The medium carbon steel wire rod according to claim 1 or 2, further comprising one or two selected from the group consisting of 0.01-0.05% Nb and 0.05-0.2% V, by weight.
A method for producing a carbon steel wire rod by cold pressing followed by heat treatment,
The steel sheet according to any one of claims 1 to 3, wherein the steel sheet contains 0.3 to 0.45% of C, 0.005 to 0.4% of Si, 0.5 to 2.0% of Mn, 0.03% or less of P, 0.03% or less of S, 0.1 to 1.5% of Cr, 0.005 to 0.05% B: from 0.0005 to 0.005%, N: from 0.001 to 0.01%, the balance Fe and other unavoidable impurities, and satisfying the relationship of the carbon equivalent (Ceq) 0.6? Ceq?
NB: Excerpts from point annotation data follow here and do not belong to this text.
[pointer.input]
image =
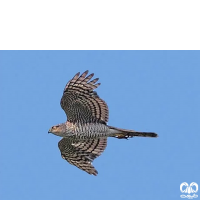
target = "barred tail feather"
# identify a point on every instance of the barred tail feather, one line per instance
(123, 133)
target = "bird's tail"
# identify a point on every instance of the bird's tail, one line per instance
(124, 134)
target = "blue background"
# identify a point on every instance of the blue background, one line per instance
(145, 90)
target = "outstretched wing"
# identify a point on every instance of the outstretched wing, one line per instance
(81, 103)
(81, 153)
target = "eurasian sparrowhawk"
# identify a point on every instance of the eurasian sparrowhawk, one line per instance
(85, 132)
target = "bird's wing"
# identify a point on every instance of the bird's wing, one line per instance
(81, 103)
(81, 153)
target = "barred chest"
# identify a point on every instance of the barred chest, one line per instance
(86, 129)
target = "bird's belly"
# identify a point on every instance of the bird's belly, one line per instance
(90, 130)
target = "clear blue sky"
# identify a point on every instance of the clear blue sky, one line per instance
(145, 90)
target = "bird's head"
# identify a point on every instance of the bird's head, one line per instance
(58, 129)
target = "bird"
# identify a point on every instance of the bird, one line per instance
(84, 134)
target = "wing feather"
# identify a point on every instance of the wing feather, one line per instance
(81, 103)
(81, 153)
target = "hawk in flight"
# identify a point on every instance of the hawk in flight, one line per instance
(85, 132)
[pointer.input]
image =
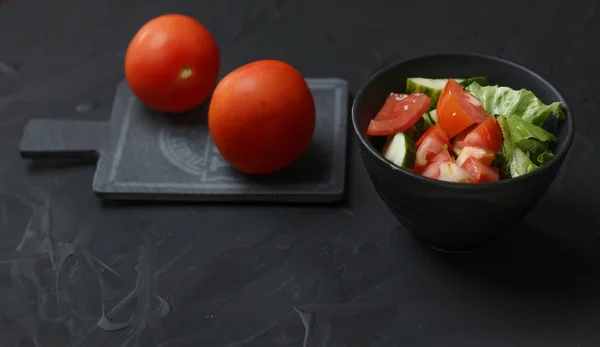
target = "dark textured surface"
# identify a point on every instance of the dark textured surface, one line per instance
(74, 272)
(448, 216)
(146, 155)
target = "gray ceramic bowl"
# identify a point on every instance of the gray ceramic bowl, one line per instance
(453, 216)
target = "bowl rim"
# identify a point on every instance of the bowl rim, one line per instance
(562, 152)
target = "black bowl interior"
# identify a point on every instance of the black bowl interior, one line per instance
(372, 95)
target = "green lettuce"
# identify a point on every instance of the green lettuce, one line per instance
(520, 164)
(508, 102)
(507, 146)
(525, 146)
(533, 140)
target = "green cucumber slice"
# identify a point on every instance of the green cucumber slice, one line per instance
(433, 117)
(482, 81)
(400, 149)
(431, 87)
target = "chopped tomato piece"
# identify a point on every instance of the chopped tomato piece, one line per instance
(435, 131)
(480, 172)
(442, 157)
(399, 113)
(458, 109)
(459, 140)
(449, 172)
(486, 135)
(430, 144)
(483, 155)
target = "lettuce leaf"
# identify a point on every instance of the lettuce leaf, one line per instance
(523, 133)
(508, 102)
(520, 164)
(507, 146)
(544, 157)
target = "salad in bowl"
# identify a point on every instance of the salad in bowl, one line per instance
(466, 130)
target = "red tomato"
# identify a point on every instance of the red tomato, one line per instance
(442, 157)
(432, 142)
(480, 172)
(172, 63)
(483, 155)
(399, 113)
(262, 117)
(449, 172)
(486, 135)
(458, 143)
(458, 109)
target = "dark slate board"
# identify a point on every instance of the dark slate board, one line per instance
(147, 155)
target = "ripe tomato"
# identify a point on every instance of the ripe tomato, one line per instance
(172, 63)
(458, 109)
(262, 117)
(483, 155)
(486, 135)
(399, 113)
(432, 142)
(449, 172)
(480, 172)
(458, 143)
(442, 157)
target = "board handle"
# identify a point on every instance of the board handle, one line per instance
(63, 139)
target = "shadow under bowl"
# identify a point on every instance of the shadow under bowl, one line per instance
(449, 216)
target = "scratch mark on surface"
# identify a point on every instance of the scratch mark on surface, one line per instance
(308, 322)
(105, 266)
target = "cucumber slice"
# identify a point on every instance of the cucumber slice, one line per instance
(482, 81)
(426, 121)
(433, 117)
(431, 87)
(400, 149)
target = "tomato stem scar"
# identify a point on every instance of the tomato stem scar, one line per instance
(185, 72)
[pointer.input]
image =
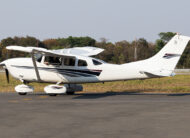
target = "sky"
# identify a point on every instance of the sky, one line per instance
(115, 20)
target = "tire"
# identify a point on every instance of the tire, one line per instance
(22, 93)
(70, 93)
(52, 94)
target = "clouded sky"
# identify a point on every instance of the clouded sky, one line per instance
(112, 19)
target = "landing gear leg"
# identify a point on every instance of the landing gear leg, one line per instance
(52, 94)
(70, 91)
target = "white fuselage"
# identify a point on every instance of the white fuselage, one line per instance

Lt; RTI ID = 0.0 > C < / RTI > And
And a soaking heat treatment step of performing a soaking heat treatment at a searing road satisfying the following formula (1) after the quenching heat treatment.
Ceq (%) = C + Mn / 5 + Cr / 9
(Where C, Mn and Cr mean the weight% of each of these components).
[Formula (1)
825-0.31xA? Tt? 825-0.27xA
(In the above formula (1), A represents the tensile strength after the quenching and blanket heat treatment, and Tt represents the blanket heat treatment temperature (占 폚) corresponding to A.)
The method for producing a medium carbon steel wire rod according to claim 4, further comprising one or two selected from the group consisting of 0.01-0.05% Nb and 0.05-0.2% V, by weight.